Zwei liebende Frauen in Indien. Ein Ding der Unmöglichkeit. Diverse Verwicklungen, wer mit wem und so... Aber nur die Liebe zwischen den beiden Frauen ist die wahre.

Als frischgebackene Ehefrau kommt die hübsche Inderin Sita zur Familie ihres Ehemanns Jatin nach Neu Delhi. Sie wird wohlwollend von dem älteren Bruder Ashok und dessen Frau Radha aufgenommen. Auch die pflegebedürftige Mutter Biji und der Hausdiener Mundu scheinen den Neuzugang unter ihrem Dach zu akzeptieren. Sita fügt sich rasch in den von ehrwürdigen Traditionen bestimmten Alltag ein, doch erkennt sie bald, dass die Fassade einer intakten Großfamilie täuscht. Ihr eigener Mann weigert sich, seine chinesische Geliebte aufzugeben; Radha und Ashok, seit 16 Jahren verheiratet und kinderlos geblieben, führen eine Ehe ohne jede Zärtlichkeit.
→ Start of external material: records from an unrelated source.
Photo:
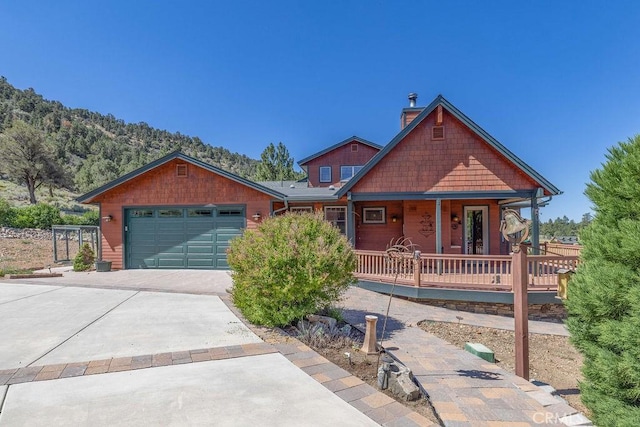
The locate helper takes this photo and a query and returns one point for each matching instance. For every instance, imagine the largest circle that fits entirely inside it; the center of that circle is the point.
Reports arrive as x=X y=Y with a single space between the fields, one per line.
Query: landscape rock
x=400 y=382
x=329 y=321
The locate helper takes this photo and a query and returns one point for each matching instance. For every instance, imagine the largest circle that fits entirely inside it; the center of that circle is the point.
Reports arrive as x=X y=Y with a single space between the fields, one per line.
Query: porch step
x=481 y=351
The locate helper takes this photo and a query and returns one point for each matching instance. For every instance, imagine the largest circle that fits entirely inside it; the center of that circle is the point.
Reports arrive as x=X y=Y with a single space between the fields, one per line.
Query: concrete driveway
x=102 y=349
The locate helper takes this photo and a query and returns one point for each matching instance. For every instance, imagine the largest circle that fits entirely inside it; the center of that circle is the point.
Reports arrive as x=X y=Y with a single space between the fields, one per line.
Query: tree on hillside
x=28 y=159
x=275 y=164
x=604 y=295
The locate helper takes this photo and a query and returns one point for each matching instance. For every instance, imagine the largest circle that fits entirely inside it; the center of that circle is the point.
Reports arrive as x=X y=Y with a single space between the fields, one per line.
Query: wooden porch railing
x=489 y=272
x=560 y=249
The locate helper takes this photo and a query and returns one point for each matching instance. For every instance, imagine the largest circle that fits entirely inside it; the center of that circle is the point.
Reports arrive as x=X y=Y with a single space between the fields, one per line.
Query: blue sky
x=557 y=82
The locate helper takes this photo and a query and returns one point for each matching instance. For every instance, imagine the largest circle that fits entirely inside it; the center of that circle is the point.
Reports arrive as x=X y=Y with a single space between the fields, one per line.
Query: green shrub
x=84 y=259
x=7 y=214
x=40 y=215
x=290 y=266
x=604 y=295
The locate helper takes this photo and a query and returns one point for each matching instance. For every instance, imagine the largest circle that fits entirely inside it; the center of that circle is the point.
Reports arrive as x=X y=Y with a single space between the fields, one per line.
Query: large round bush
x=290 y=266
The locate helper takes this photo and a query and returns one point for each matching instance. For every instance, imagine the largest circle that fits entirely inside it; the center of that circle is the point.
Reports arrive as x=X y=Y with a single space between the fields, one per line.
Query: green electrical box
x=564 y=276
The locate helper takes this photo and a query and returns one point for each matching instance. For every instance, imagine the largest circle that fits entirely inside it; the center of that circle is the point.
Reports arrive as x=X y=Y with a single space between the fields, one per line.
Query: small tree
x=604 y=295
x=28 y=159
x=290 y=266
x=84 y=258
x=7 y=214
x=276 y=164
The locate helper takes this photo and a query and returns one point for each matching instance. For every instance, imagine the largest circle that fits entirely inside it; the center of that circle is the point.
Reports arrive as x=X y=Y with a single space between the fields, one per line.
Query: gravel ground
x=552 y=358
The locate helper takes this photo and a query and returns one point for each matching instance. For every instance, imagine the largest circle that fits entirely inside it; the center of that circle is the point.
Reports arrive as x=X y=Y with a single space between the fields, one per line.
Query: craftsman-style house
x=442 y=181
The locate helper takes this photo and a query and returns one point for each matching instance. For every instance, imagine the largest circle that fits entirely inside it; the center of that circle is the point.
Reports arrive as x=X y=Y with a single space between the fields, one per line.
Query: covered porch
x=456 y=223
x=462 y=272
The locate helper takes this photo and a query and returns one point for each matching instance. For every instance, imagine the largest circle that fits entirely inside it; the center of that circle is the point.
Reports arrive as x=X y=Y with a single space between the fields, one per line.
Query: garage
x=176 y=237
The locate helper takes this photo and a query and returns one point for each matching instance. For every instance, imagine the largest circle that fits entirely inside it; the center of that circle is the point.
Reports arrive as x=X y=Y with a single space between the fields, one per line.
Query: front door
x=476 y=230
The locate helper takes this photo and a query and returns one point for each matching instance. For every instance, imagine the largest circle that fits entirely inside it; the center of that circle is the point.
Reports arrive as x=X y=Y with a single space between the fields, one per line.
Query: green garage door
x=177 y=237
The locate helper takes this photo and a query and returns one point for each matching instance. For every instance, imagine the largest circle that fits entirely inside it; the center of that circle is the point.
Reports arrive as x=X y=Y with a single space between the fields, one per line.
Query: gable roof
x=338 y=145
x=440 y=100
x=86 y=198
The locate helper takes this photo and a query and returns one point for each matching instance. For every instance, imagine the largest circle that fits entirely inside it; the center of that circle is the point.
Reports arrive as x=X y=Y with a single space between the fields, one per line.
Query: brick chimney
x=411 y=112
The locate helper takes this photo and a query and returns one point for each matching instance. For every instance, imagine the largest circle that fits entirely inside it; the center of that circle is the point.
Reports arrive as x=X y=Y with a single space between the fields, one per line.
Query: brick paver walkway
x=464 y=389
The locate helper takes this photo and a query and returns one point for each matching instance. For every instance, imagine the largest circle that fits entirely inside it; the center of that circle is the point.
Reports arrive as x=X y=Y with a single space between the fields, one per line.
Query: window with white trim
x=337 y=215
x=347 y=172
x=374 y=215
x=325 y=173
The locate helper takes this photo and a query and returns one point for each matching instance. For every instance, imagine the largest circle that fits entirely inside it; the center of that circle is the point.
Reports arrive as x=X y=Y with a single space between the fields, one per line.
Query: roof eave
x=338 y=145
x=88 y=197
x=440 y=100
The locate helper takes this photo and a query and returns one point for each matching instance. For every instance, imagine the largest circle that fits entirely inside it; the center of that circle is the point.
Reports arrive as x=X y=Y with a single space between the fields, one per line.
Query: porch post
x=438 y=226
x=521 y=310
x=535 y=226
x=351 y=229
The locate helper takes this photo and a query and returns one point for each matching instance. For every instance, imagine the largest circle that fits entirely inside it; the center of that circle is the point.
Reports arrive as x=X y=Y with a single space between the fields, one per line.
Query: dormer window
x=347 y=172
x=325 y=173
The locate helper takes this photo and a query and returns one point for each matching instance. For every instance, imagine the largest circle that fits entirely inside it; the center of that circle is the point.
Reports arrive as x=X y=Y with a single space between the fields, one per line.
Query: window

Die beiden gedemütigten Frauen kommen sich rasch näher, die selbstbewusste Sita, die sich mit der traditionellen Frauenrolle nicht abfinden will, bringt auch ihre stille Schwägerin zum Nachdenken. Radha erwacht aus ihrer Lethargie und Resignation. Aus einer tiefen Zuneigung und Freundschaft wird Liebe, aus der Liebe Leidenschaft, die der Familie nicht verborgen bleibt. Mundu verrät ihr Geheimnis Ashok, der mit fassungsloser Wut reagiert. Die Frauen wagen einen radikalen Neuanfang, der sie in eine ungewisse Zukunft führt.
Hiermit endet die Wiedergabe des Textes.